SUBROUTINE async_example(my_data, my_result, cnt)
INTEGER my_data[cnt], my_result[cnt]
INTEGER(INT_PTR_KIND()) my_data_loc, my_result_loc
my_data_loc = LOC(my_data)
my_result_loc = LOC(my_result)
!DIR$ OFFLOAD_TRANSFER TARGET(mic:0) &
IN(my_data : LENGTH(cnt) ALLOC_IF(.true.) FREE_IF(.false.)) &
NOCOPY(my_result : LENGTH(cnt) ALLOC_IF(.true.) FREE_IF(.false.))&
...do some work on the host here...
!DIR$ OFFLOAD BEGIN TARGET(mic:0) WAIT(my_data_loc) SIGNAL(my_result_loc) &
NOCOPY(my_data : ALLOC_IF(.false.) FREE_IF(.false.)) &
OUT(my_result : ALLOC_IF(.false.) FREE_IF(.false.))
...do your offloaded work here...
!DIR$ END OFFLOAD
...do some work on the host here...
!DIR$ OFFLOAD_TRANSFER TARGET(mic:0) WAIT(my_result_loc) &
NOCOPY(my_data, my_result : ALLOC_IF(.false.) FREE_IF(.true.))
END SUBROUTINE async_example
Vectorizable Functions and Subroutines
The Intel Fortran Compiler provides a method for writing vectorizable functions and subroutines. Known as SIMD-enabled functions and subroutines, they are written using the vector attribute:
SUBROUTINE MY_SIMD_ROUTINE(dummy1, dummy2, etc)
!DIR$ ATTRIBUTES VECTOR :: MY_SIMD_ROUTINE
END SUBROUTINE MY_SIMD_ROUTINE
These types of procedures can be used on the Intel Xeon Phi coprocessor as well as the Intel Xeon processor.

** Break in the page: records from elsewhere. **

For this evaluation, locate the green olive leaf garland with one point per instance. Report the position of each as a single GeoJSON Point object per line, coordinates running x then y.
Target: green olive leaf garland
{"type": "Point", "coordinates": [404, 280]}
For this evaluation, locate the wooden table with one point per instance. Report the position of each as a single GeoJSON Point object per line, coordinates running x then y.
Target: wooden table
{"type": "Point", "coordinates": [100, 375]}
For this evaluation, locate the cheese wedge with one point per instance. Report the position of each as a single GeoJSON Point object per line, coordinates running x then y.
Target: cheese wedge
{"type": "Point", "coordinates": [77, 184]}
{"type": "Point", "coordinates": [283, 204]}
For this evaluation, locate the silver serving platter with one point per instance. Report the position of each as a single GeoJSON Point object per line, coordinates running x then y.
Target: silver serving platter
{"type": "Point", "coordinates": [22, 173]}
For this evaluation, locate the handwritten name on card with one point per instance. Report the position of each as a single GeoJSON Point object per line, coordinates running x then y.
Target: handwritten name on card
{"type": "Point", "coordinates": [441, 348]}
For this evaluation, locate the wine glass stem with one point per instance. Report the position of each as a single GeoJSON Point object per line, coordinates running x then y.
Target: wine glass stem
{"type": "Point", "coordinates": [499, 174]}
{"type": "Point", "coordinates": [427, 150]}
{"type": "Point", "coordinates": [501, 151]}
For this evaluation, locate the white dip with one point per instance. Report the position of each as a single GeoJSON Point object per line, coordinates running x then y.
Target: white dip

For code which is run in offload mode, a vectorizable function or subroutine must have the offload attribute, the same as for any other procedure.
When using the vector attribute, it is not necessary to add the vector attribute directive to both the procedure definition and to the procedure call if both are in the same file. However, it is not an error to do so. When the procedure definition and procedure call exist in separate files, the vector attribute directive must be used in both locations. For the offload attribute, the offload attribute directive must always be specified both in the procedure definition and before the procedure call. Therefore the following is recommended when using the vector attribute:
1) Add the offload attribute to the attributes directive:
!DIR$ ATTRIBUTES VECTOR, OFFLOAD:mic :: MY_SIMD_ROUTINE
If desired, you can also add the architecture type to the vector attribute. If you do so, be sure to specify the architecture for both the processor and the coprocessor:
!DIR$ ATTRIBUTES VECTOR:(PROCESSOR(core_2nd_gen_avx),PROCESSOR(mic)), OFFLOAD:mic :: MY_SIMD_ROUTINE
2) Place the directive immediately after the SUBROUTINE or FUNCTION statement and inside each procedure that calls this SUBROUTINE or FUNCTION.
Much of the documentation for array notation on the coprocessor uses Intel CilkPlus array notation. Fortran programmers should take heart - the version of array notation in Fortran uses the Fortran standard array notation, not the Intel CilkPlus array notation. Therefore, in the offload statement
!dir$ offload begin in(foo(1:6:2))
the meaning of foo(1:6:2) is: from element 1 to element 6 with a stride of 2, as a Fortran programmer would expect.